Prédication prononcée le 4 octobre 2020, au temple de l'Étoile à Paris,
par le pasteur Louis Pernot

Quelle est la principale des vertus chrétiennes ? L’amour ? Oui, sans doute la plus importante, mais pas la première. D’après Vladimir Jankélévitch dans son Traité des vertus, la vertu centrale, celle qui est à la base de toutes les vertus, c’est l’humilité. Cela m’a intéressé et intrigué, parce que je n’ai jamais bien compris ce que c’était cette humilité valorisée par Jésus, jusque dans les Béatitudes : « heureux les humbles, ils hériteront la terre » (Matt. 5:5). Jamais compris, et jamais tellement aimé... parce que peut-être que je suis un peu orgueilleux... Et parce que ça me fait penser à tant de sermons nauséabonds dans l’histoire du Christianisme visant à humilier l’homme, et le traîner dans le moins que rien.

Or l’humilité bien comprise est vraiment la vertu première et peut-être la clé de tout l’évangile, parce qu’elle est fondamentalement disponibilité. C’est l’antithèse de l’égocentrisme ou de l’égoïsme total qui serait imagé par le péché originel où justement c’est le moi qui se met au centre. L’humilité est de comprendre que le moi n’est pas tout, et voir qu’il y a en soi de l’imperfection, de l’échec, de l’erreur, de l’incomplétude, et ainsi de laisser une place à autre chose que moi.

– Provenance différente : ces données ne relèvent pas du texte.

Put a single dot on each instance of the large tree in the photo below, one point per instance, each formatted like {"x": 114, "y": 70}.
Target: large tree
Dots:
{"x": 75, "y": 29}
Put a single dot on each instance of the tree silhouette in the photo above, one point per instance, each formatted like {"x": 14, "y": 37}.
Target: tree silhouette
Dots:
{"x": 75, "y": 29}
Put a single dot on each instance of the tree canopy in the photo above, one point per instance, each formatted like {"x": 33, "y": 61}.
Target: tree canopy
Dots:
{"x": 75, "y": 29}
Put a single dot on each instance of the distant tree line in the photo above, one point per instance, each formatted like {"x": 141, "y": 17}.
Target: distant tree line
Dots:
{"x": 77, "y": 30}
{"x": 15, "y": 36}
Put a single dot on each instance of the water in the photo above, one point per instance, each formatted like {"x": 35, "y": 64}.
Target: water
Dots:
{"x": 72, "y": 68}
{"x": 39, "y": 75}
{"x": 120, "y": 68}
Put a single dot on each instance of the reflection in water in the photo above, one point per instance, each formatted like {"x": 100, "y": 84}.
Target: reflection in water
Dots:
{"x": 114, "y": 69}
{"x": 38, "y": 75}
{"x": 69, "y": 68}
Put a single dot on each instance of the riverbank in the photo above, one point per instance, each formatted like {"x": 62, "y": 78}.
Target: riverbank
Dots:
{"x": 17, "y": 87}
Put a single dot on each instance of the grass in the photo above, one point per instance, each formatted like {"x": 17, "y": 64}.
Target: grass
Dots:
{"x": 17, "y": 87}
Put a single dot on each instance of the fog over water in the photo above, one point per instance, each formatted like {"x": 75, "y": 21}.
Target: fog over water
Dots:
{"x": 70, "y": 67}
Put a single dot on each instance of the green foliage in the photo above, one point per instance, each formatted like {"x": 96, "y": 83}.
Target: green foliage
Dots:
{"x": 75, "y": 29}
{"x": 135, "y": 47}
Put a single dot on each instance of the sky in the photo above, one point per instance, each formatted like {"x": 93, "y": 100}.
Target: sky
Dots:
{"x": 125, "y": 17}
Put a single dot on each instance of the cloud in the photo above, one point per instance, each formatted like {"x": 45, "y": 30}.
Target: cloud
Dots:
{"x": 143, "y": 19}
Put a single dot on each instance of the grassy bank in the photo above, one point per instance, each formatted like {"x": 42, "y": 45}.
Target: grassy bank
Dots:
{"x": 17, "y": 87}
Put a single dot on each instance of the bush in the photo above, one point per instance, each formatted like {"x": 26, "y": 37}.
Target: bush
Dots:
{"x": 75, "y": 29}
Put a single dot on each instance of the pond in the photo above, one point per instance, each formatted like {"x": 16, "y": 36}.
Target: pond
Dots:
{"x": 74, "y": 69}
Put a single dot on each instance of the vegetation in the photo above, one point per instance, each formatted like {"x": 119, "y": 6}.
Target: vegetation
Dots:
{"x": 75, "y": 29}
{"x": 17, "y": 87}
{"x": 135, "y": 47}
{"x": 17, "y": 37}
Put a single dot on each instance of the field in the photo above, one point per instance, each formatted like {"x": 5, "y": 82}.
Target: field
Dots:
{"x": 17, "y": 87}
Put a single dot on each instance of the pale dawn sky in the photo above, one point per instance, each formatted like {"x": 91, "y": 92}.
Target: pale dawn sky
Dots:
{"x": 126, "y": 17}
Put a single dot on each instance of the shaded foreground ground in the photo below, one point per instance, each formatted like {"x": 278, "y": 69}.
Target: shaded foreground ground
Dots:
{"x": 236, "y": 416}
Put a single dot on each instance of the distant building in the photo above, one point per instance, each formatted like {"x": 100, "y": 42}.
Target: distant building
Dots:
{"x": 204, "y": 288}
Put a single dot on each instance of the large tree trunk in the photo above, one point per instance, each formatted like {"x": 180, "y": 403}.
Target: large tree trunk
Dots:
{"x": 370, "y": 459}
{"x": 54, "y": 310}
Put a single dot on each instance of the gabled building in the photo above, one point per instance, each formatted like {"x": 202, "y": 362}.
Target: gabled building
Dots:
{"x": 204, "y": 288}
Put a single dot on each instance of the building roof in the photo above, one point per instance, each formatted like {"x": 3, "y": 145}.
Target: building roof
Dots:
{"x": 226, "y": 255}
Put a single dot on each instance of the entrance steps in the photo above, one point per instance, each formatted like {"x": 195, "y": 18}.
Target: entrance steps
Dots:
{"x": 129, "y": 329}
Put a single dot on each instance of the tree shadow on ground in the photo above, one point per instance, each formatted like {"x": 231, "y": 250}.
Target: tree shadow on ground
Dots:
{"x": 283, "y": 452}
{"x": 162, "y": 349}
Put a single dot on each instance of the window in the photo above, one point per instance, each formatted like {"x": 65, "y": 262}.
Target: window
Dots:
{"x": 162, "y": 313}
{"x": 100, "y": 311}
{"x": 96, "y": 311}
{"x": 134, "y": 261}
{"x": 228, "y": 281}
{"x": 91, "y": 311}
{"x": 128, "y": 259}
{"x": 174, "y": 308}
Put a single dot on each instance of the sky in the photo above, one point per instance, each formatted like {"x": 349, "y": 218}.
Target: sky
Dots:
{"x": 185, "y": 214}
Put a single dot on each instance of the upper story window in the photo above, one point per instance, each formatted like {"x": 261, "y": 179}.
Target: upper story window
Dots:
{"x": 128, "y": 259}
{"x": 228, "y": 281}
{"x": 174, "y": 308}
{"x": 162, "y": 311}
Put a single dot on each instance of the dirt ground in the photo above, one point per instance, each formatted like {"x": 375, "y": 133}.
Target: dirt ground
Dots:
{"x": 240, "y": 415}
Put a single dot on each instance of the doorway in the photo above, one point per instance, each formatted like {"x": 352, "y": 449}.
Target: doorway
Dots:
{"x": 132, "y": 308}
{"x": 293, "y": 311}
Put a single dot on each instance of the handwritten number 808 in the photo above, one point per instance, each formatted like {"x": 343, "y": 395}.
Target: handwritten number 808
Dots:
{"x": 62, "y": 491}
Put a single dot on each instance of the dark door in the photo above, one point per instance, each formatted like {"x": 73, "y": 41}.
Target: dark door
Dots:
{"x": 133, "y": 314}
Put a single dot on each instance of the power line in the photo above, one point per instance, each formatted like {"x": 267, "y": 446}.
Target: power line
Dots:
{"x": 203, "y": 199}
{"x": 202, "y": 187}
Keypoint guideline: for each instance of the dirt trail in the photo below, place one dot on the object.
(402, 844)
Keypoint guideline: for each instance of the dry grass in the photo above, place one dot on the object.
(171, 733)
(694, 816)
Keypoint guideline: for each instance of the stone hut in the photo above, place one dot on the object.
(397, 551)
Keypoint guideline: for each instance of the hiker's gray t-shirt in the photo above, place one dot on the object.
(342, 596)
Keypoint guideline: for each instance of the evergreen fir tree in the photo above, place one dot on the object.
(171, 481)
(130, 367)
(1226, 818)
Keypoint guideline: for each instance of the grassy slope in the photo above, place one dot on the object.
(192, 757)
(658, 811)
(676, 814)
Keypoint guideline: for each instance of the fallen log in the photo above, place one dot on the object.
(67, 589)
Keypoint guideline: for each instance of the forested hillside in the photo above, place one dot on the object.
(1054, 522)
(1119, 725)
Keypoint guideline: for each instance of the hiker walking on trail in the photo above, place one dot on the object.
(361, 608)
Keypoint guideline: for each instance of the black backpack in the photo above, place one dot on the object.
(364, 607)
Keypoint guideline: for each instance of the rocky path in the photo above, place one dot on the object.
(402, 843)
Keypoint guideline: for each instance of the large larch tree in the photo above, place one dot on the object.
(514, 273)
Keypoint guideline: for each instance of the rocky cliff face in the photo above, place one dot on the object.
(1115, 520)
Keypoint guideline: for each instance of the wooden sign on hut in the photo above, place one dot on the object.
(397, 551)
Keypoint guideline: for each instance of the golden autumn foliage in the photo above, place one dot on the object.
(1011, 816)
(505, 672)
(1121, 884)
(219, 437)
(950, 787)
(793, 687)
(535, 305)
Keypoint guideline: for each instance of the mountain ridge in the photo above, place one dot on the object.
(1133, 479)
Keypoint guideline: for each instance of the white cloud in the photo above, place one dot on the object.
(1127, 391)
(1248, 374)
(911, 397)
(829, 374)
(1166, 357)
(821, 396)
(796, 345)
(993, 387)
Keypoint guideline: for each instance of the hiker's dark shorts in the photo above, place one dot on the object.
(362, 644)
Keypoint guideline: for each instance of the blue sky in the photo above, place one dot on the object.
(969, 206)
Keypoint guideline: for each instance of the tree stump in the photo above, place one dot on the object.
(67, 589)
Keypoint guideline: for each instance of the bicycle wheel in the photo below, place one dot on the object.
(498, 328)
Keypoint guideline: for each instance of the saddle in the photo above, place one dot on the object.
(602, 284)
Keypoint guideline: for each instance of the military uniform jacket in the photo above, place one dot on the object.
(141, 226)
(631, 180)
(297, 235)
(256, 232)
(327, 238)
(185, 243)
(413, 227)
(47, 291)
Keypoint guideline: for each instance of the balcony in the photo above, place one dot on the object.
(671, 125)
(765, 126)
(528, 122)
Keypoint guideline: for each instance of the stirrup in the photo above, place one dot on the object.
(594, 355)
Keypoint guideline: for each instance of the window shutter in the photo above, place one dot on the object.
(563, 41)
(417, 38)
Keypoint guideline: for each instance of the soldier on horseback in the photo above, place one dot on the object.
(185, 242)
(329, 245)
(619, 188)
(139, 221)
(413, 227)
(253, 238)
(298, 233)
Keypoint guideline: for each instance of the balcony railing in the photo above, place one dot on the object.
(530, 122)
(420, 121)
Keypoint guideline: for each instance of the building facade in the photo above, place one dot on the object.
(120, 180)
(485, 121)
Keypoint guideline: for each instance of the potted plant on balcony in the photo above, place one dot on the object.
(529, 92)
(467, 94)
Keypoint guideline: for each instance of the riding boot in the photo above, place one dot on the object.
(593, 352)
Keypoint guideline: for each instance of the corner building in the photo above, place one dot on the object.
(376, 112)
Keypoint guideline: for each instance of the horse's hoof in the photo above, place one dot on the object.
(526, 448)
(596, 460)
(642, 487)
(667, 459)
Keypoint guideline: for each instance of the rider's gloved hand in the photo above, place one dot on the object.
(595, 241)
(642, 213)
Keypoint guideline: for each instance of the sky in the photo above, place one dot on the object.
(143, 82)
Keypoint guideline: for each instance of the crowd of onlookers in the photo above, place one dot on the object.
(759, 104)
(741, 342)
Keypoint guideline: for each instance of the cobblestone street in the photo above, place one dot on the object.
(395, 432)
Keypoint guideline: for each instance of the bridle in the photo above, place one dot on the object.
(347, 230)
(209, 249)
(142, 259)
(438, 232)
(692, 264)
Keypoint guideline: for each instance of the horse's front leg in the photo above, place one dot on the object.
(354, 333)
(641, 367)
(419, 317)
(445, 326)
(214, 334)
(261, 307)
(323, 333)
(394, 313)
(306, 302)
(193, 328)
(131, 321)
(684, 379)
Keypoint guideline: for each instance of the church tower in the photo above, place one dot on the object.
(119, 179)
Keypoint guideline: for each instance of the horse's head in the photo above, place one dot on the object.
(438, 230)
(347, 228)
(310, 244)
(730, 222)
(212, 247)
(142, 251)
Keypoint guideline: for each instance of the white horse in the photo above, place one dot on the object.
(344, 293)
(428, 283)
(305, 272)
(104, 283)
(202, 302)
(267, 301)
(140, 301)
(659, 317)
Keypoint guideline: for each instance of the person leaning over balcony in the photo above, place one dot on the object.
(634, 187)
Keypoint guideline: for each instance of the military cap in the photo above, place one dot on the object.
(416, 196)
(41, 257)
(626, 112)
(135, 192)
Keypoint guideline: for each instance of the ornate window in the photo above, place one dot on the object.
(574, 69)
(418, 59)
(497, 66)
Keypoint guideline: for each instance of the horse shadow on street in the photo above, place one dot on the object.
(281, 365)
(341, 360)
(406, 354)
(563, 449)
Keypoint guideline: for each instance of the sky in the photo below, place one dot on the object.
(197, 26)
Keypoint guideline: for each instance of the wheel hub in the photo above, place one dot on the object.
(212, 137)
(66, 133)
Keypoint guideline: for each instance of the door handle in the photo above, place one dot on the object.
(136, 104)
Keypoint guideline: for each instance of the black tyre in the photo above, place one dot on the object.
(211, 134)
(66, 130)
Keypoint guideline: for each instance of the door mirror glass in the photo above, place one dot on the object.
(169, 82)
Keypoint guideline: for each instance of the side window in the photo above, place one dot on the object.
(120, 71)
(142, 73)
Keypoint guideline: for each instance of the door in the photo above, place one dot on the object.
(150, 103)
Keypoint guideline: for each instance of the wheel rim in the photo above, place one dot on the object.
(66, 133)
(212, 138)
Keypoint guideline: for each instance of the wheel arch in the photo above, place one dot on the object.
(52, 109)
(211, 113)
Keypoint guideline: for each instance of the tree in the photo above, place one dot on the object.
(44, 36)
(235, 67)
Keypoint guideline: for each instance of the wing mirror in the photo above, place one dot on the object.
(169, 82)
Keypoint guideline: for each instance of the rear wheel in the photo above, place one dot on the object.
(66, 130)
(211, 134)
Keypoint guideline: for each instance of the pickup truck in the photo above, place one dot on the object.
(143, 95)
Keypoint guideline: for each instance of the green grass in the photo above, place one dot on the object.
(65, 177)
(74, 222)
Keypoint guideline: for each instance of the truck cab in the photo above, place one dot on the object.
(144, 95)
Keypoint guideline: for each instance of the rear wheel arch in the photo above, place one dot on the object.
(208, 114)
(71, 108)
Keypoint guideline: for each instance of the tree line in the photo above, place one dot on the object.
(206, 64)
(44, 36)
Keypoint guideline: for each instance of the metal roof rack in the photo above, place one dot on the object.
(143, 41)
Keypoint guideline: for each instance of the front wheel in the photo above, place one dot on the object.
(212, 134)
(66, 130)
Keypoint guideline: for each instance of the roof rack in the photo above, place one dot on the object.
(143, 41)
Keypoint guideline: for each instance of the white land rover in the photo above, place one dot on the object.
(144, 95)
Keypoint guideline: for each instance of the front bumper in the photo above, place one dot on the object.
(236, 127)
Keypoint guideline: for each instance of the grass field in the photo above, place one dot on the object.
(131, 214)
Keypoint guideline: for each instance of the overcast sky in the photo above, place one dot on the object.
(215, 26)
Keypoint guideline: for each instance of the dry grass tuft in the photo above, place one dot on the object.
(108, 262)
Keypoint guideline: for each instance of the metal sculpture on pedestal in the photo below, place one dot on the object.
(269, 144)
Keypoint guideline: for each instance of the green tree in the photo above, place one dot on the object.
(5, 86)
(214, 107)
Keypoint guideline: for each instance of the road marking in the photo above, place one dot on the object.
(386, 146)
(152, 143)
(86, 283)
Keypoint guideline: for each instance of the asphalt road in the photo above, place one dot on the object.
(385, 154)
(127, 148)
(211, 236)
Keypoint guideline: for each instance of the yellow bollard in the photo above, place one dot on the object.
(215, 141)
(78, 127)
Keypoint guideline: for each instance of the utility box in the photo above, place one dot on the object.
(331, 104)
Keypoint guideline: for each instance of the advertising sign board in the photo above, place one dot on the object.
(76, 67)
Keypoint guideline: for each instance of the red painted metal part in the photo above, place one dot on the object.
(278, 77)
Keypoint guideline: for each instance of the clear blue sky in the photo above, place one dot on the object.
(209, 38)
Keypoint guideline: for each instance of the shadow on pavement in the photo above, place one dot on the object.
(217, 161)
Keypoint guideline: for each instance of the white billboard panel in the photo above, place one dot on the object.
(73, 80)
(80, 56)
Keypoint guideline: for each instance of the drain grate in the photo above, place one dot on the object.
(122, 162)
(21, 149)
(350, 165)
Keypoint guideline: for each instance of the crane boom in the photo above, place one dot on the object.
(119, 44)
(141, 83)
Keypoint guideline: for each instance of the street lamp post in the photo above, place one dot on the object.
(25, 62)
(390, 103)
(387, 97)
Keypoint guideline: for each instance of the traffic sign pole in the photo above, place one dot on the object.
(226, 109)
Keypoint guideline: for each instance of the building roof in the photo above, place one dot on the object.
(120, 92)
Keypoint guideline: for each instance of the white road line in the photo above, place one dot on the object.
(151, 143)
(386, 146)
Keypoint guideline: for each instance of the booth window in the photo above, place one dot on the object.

Cela permet d’entrer dans une juste relation à l’autre, où du coup l’autre n’est plus « rien », parce que si j’étais tout l’autre ne serait rien. Si j’avais toujours raison, l’autre serait toujours dans l’erreur, et je pourrais juger le monde à partir de moi, de ce que je pense, ce que je dis et ce que je fais. L’humilité relativise tout ça et permet donc d’accueillir l’autre, c’est-à-dire d’arriver à cette autre vertu qui est centrale qui est l’amour.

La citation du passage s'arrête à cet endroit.